THE NBA’S PUBLIC DEMAND OF RECUSAL OF CHIEF OLANIPEKUN, SAN AS CHAIR BODY OF BENCHERS PENDING CONCLUSION OF INVESTIGATION AGAINST A COLLEAGUE IN HIS CHAMBERS LEAVES MUCH TO BE DESIRED: STATEMENT BY CHIJIOKE OKOLI, SAN
1. It is an understatement that these are not the best of times for our country in general, the legal profession inclusive. The very unfortunate incident involving a junior colleague in what is arguably the leading litigation law firm in the country, Wole Olanipekun & Co., has arrested the attention of the Nigerian Bar Association and many of its members, with several disconcerting consequences for the reasonable and fair-minded observers and stakeholders.

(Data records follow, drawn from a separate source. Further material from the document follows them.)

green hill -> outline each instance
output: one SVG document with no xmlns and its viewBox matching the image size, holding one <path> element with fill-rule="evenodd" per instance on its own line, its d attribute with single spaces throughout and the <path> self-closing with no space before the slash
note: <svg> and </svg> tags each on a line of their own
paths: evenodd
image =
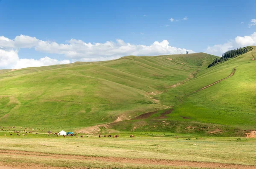
<svg viewBox="0 0 256 169">
<path fill-rule="evenodd" d="M 155 96 L 162 104 L 173 106 L 171 113 L 163 118 L 157 119 L 159 112 L 139 121 L 128 121 L 111 125 L 115 129 L 130 130 L 135 127 L 133 130 L 135 131 L 245 136 L 250 130 L 256 130 L 255 55 L 253 47 L 253 51 L 200 70 L 191 80 Z M 233 69 L 236 72 L 233 76 L 193 93 L 228 77 Z"/>
<path fill-rule="evenodd" d="M 200 53 L 1 70 L 0 123 L 244 135 L 256 129 L 253 53 L 209 68 L 216 56 Z"/>
</svg>

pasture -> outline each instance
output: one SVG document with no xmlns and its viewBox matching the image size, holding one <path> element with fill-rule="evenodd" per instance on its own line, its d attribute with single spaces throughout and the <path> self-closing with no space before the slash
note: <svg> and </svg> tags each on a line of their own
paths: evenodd
<svg viewBox="0 0 256 169">
<path fill-rule="evenodd" d="M 166 133 L 164 136 L 160 133 L 154 133 L 153 137 L 142 132 L 133 133 L 134 138 L 130 138 L 130 133 L 119 133 L 118 138 L 99 138 L 96 135 L 81 138 L 80 134 L 78 138 L 64 138 L 43 133 L 20 137 L 9 134 L 0 133 L 0 166 L 73 169 L 256 167 L 256 139 L 253 138 L 189 138 L 185 135 Z"/>
</svg>

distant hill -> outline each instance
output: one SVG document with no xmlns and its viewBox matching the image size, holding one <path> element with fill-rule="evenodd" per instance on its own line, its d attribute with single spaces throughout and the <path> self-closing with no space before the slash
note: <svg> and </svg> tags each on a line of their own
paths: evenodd
<svg viewBox="0 0 256 169">
<path fill-rule="evenodd" d="M 8 125 L 80 127 L 165 109 L 169 104 L 152 97 L 192 79 L 215 57 L 204 53 L 129 56 L 2 70 L 0 122 Z"/>
<path fill-rule="evenodd" d="M 208 69 L 216 56 L 200 53 L 1 70 L 0 123 L 244 135 L 256 130 L 253 55 Z"/>
<path fill-rule="evenodd" d="M 246 136 L 251 130 L 256 130 L 256 47 L 253 48 L 252 51 L 198 71 L 191 80 L 155 96 L 162 104 L 172 106 L 171 113 L 163 118 L 157 119 L 163 112 L 159 111 L 139 121 L 114 123 L 111 127 L 134 131 Z"/>
</svg>

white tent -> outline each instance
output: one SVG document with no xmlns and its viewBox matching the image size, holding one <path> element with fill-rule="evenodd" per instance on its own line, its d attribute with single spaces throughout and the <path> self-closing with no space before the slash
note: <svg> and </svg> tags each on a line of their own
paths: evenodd
<svg viewBox="0 0 256 169">
<path fill-rule="evenodd" d="M 60 135 L 67 135 L 67 132 L 65 132 L 63 130 L 61 130 L 59 132 L 59 134 Z"/>
</svg>

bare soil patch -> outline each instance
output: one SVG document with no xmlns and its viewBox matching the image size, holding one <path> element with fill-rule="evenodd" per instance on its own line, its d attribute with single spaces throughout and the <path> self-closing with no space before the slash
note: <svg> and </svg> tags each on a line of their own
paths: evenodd
<svg viewBox="0 0 256 169">
<path fill-rule="evenodd" d="M 166 115 L 169 114 L 171 114 L 172 110 L 173 110 L 173 109 L 169 109 L 165 110 L 164 113 L 161 114 L 161 115 L 160 116 L 160 117 L 158 117 L 157 118 L 167 118 L 167 116 L 166 116 Z"/>
<path fill-rule="evenodd" d="M 1 120 L 2 120 L 2 119 L 6 118 L 6 117 L 8 117 L 9 116 L 9 113 L 5 114 L 4 115 L 3 115 L 3 117 L 2 117 L 1 118 L 0 118 L 0 121 L 1 121 Z"/>
<path fill-rule="evenodd" d="M 190 119 L 190 118 L 190 118 L 189 117 L 185 117 L 185 116 L 183 116 L 182 115 L 180 115 L 180 117 L 182 117 L 182 118 L 183 118 L 183 119 Z"/>
<path fill-rule="evenodd" d="M 256 131 L 251 131 L 250 132 L 247 132 L 246 137 L 250 138 L 256 138 Z"/>
<path fill-rule="evenodd" d="M 154 112 L 148 112 L 143 114 L 141 114 L 138 116 L 137 116 L 134 118 L 134 119 L 137 120 L 147 118 L 150 117 L 152 114 L 156 113 L 157 113 L 157 111 L 155 111 Z"/>
<path fill-rule="evenodd" d="M 232 164 L 229 163 L 212 163 L 207 162 L 197 162 L 188 161 L 171 161 L 168 160 L 157 159 L 147 159 L 147 158 L 122 158 L 117 157 L 102 157 L 95 156 L 86 156 L 78 155 L 66 155 L 60 154 L 51 154 L 49 153 L 44 153 L 39 152 L 28 152 L 21 151 L 15 150 L 0 150 L 0 154 L 2 155 L 12 155 L 22 158 L 29 157 L 34 158 L 55 159 L 57 160 L 80 160 L 81 161 L 100 161 L 104 162 L 118 162 L 120 163 L 128 163 L 138 164 L 148 164 L 148 165 L 162 165 L 170 166 L 186 166 L 192 167 L 203 167 L 210 168 L 225 168 L 225 169 L 255 169 L 256 166 L 243 165 L 239 164 Z M 35 168 L 39 168 L 37 166 L 38 164 L 33 163 L 29 163 L 32 165 L 34 165 Z M 45 168 L 57 169 L 59 167 L 49 167 Z M 5 168 L 8 169 L 12 168 Z M 19 169 L 19 168 L 12 168 L 13 169 Z M 24 168 L 24 167 L 23 167 Z M 73 167 L 73 168 L 74 168 Z"/>
<path fill-rule="evenodd" d="M 208 87 L 209 87 L 210 86 L 211 86 L 213 85 L 213 84 L 215 84 L 218 83 L 220 82 L 221 82 L 222 80 L 224 80 L 225 79 L 227 79 L 228 78 L 230 78 L 230 77 L 231 77 L 232 76 L 233 76 L 234 75 L 234 74 L 235 74 L 235 72 L 236 72 L 236 70 L 235 68 L 233 68 L 233 70 L 232 71 L 232 72 L 231 73 L 230 75 L 229 75 L 228 76 L 227 76 L 227 77 L 225 77 L 225 78 L 222 79 L 221 79 L 219 80 L 218 81 L 216 81 L 215 82 L 212 83 L 211 84 L 210 84 L 208 85 L 207 85 L 206 86 L 205 86 L 204 87 L 201 88 L 200 89 L 199 89 L 199 90 L 197 90 L 194 91 L 192 92 L 191 93 L 194 93 L 199 92 L 199 91 L 205 89 L 207 88 L 208 88 Z"/>
<path fill-rule="evenodd" d="M 209 132 L 208 133 L 209 134 L 219 134 L 222 132 L 222 130 L 219 130 L 219 129 L 216 129 L 214 131 L 212 131 L 211 132 Z"/>
</svg>

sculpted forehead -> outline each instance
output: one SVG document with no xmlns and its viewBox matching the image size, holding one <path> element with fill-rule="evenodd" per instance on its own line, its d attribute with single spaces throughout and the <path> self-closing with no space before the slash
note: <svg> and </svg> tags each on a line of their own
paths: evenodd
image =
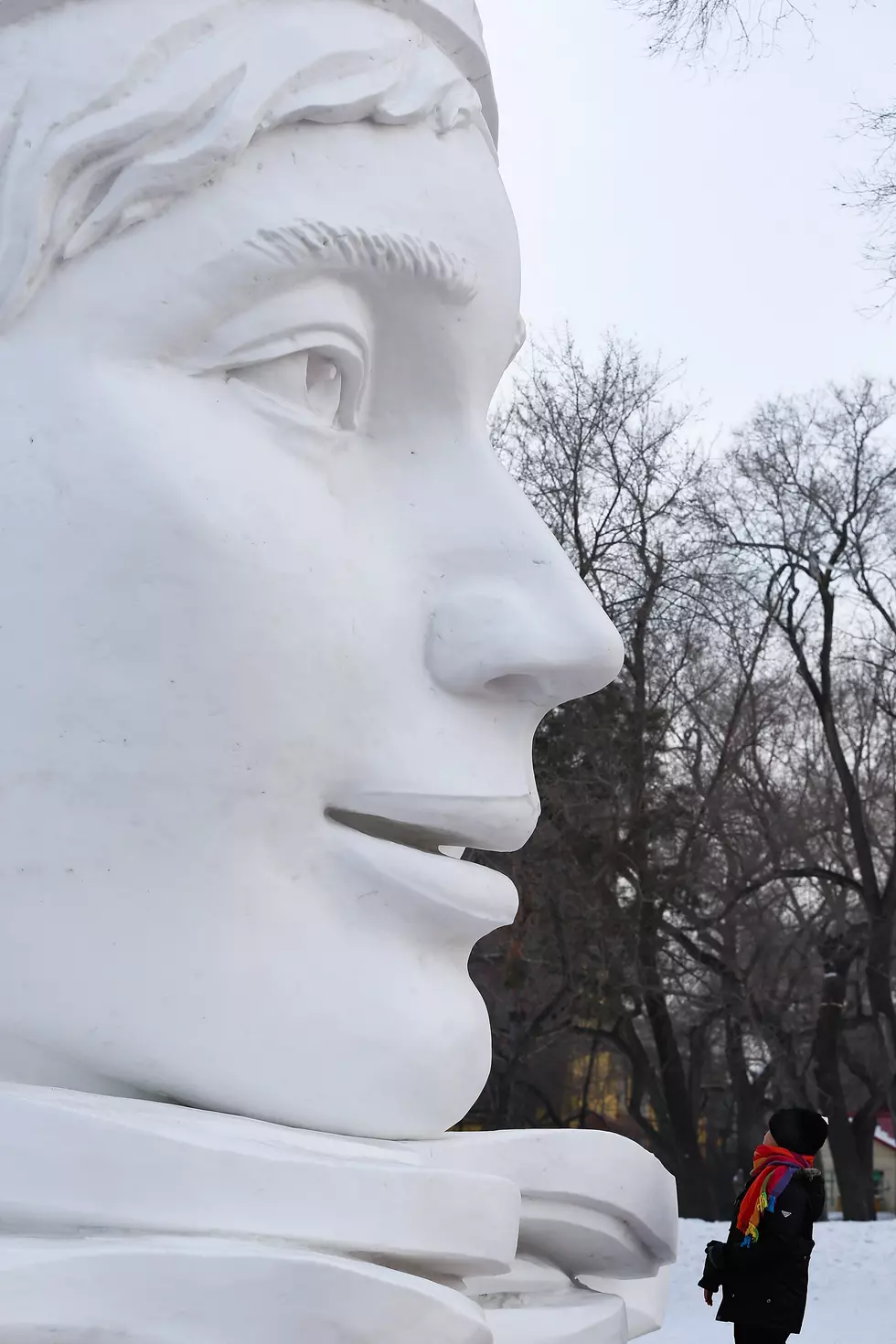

2. It is against the foregoing backdrop that one was astounded to read in the social and other media the unfortunate ethnicization of the distressing developments by Silk, Chief Yomi Aliu, SAN. He accused the N.B.A. President/leadership of tribalism for their call for the recusal of Chief Olanipekun from the Body of Benchers pending the investigation of his said junior colleague for possible professional misconduct. The needless hysteria which underpins Chief Aliu’s position notwithstanding, there are some genuine concerns over the nature and manner of the N.B.A.’s call. But more on that later.
3. Chief Aliu obviously did not think through his rushed defence of Chief Olanipekun, and essentially calling on South-West lawyers to rise to the defence of “their Leader”. He unwittingly seeks to diminish the esteemed Bar Leader whose leadership constituency is way beyond the South-West, but is rather unquestionably national. Chief Olanipekun is a Leader amongst leaders of the Nigerian Bar, with mentees of all categories in all nooks and crannies of the country ready to stand up to his defence if occasion calls for it. Chief Aliu may therefore need to reconsider his unhelpful and incendiary statement with a view to a retraction of same.
4. Now, lawyers acknowledge as article of faith that oftentimes procedure is as important as the substantive, indeed that there is frequently a coalescence of both categories. It is in the foregoing light that the manner of NBA’s communication with Chief Olanipekun leaves a sour taste in the mouth. It is not too much to expect that if the NBA leadership felt that he should recuse himself from the Body of Benchers then the President should have met with and intimated him accordingly so that he could do so voluntarily. Even if he was approached as suggested but did not immediately see the point, it would still suffice to enlist some ranking practitioners and judicial officers to reiterate the message, and only after which recourse to letter writing could be justified.
5. As distasteful as the rush to write a letter to Chief Olanipekun was, even worse was the fact of it gracing the social media hardly before the ink on it had dried. For all its presumed good intentions of maintaining rules and order in the profession, this action unfortunately leaves the NBA leadership open to questions as to its motives, with complaints, by no means outlandish in the circumstances, of playing to the gallery and seeking to maximize Chief Olanipekun’s embarrassment. The fact that he apparently had not even been served with the letter before its release for the titillation of netizens and consumers of the social media is most unfortunate and detracts from the sobriety required in such delicate circumstances.
6. Finally, the present insistence that Chief Olanipekun deserved better, i.e. a more decorous engagement, from the NBA leadership is in no way suggesting the dismissal of the principle of equality before the law. However, an unnuanced application of the law almost invariably leaves it appearing crude and harsh; which is why, for example, we do not complain when a lawyer, especially a ranking one, who finds himself in the dock is given bail on self-recognizance. There is perhaps need for the reminder that the history of NBA and its pantheon of heroes extend well beyond the past one decade or couple of years. Chief Olanipekun’s place in that pantheon is beyond any contest if we remember his courageous and exemplary leadership of the NBA during the challenging times of the Obasanjo Presidency which frequently stretched the rule of law to the breaking point, with history recording Chief Olanipekun as NBA President firmly leading the defence line, leading to such feats as getting the Executive to surrender the Chief Justice’s official residence which it had seized for the Vice President’s occupation.
7. It is sincerely hoped, without suggesting that the Association become a ‘timorous soul’, that henceforth the NBA leadership appreciates the need for sobriety in its engagement in sensitive matters and that there are times and circumstances when discretion is the better part of valour.